INTRODUCTION Endovascular procedures have been extensively and frequently used for treating arterial system diseases.1 Currently, the brachial artery access is more frequently used for endovascular interventions than before,2,3 while the femoral artery access has been the preferred route for endovascular intervention historically.4 Brachial access is considered to be a convenient and safer puncture site for aortic dissection of patients,2,3 especially when the femoral access is precluded or other arterial interventions are required during the procedure. Manual compression (MC) is a common method for achieving hemostasis of the punctured artery after clinical diagnostic studies and interventional procedures.
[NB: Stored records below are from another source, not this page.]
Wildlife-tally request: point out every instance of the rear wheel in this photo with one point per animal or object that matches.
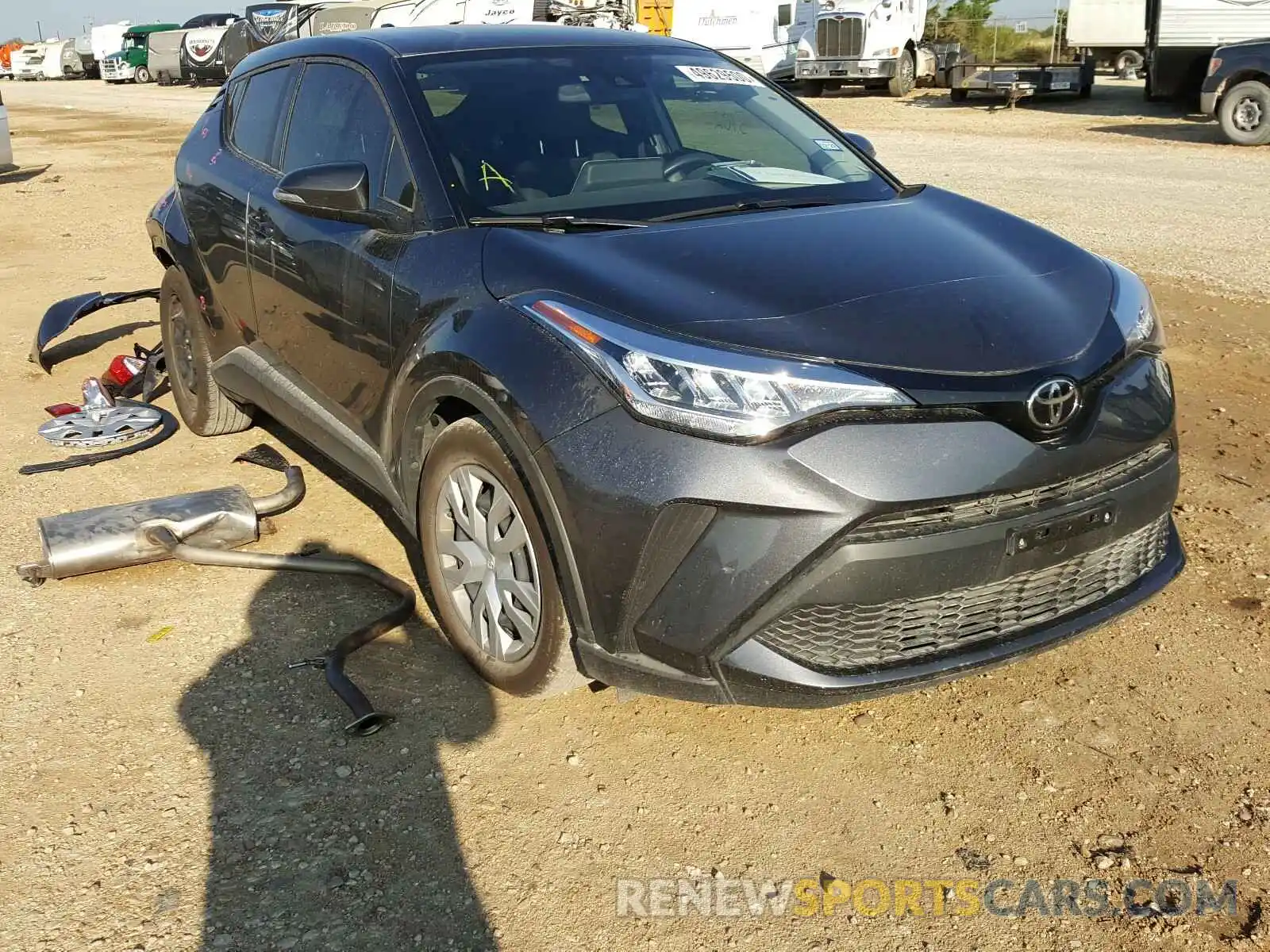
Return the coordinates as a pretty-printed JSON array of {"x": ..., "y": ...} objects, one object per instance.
[
  {"x": 1245, "y": 114},
  {"x": 205, "y": 409},
  {"x": 906, "y": 75},
  {"x": 491, "y": 575}
]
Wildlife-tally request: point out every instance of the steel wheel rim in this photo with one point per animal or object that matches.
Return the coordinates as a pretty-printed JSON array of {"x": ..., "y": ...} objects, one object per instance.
[
  {"x": 489, "y": 571},
  {"x": 183, "y": 343},
  {"x": 1248, "y": 114}
]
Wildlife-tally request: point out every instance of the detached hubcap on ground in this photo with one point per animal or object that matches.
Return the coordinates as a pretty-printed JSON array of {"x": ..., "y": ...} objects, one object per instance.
[
  {"x": 1248, "y": 114},
  {"x": 488, "y": 564}
]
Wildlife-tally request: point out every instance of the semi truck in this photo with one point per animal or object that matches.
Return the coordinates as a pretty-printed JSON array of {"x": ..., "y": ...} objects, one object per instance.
[
  {"x": 1181, "y": 36},
  {"x": 1110, "y": 32},
  {"x": 133, "y": 63},
  {"x": 818, "y": 44}
]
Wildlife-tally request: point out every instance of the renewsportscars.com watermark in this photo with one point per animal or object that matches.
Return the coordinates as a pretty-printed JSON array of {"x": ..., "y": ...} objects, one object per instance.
[{"x": 668, "y": 898}]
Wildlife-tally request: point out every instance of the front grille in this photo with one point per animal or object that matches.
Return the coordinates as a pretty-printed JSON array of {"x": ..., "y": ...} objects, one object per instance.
[
  {"x": 846, "y": 636},
  {"x": 840, "y": 37},
  {"x": 1009, "y": 505}
]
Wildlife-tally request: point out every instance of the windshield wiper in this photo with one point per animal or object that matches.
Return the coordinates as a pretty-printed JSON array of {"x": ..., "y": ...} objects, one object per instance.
[
  {"x": 556, "y": 222},
  {"x": 765, "y": 205}
]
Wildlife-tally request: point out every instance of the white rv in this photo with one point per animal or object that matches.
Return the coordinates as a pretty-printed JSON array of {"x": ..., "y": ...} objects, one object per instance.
[
  {"x": 760, "y": 33},
  {"x": 1181, "y": 36},
  {"x": 1113, "y": 32},
  {"x": 611, "y": 14}
]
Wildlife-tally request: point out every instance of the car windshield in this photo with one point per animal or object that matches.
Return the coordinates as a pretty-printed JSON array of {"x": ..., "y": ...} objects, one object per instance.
[{"x": 626, "y": 133}]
Access site complications including bleeding, vessel occlusion, and pseudoaneurysm formation along with MC were reported to be 6%.5 However, the disadvantages of MC were also obvious, which included prolonged arm mobilization, painful at times, with strong pressure locally, as well as decreased patient compliance and satisfaction. Strategies to resolve these problems have been adopted by applying vascular closure devices (VCDs)6e9 or by choosing another arterial approach.10,11 VCDs have been used as an alternative approach to conventional MC. There are a variety of closure devices available for femoral access.6,12 Several studies showed that VCDs have better advantages than MC based on the data generated from the transfemoral artery interventions, and the effect remains uncertain when other puncture sites are considered. Although the application of several VCDs on the brachial artery has been reported to be safe and effective, hemostasis of the brachial artery access still lacked suitable and dedicated vascular occlusion devices.13e16 Recently, EXOSEAL vascular closure device (EVCD) has been more frequently used for vascular occlusion, and its safety and effectiveness have also been confirmed.8,17e19 The off-label application of EVCD to brachial artery sites also has been explored. Pieper et al.18 have reported the deployment of EVCD at the brachial puncture site and showed technically feasible results. However, studies that compared

the use of EVCD to MC at brachial puncture sites are still lacking. There are 3 types of VCDs that can be used in our center: Perclose ProGlide, AngioSeal, and EVCD. However, Perclose ProGlide is a relatively complex VCD that is commonly used for the closure of femoral artery puncture sites in our center. Angio-Seal is used to deploy an intraluminal anchor in the artery. Limited by the diameter of the brachial artery, this intravascular anchor may increase the risk of postoperative stenosis, thrombosis, or embolism. However, EVCD is an extravascular occlusion device and is a more convenient approach. Hence, we have completed the learning curve and applied EVCD in more than 300 patients for the closure of femoral artery puncture sites. Therefore, this cohort study aimed to assess the efficacy and safety of EVCD in achieving hemostasis at the brachial artery puncture site by comparing it with MC.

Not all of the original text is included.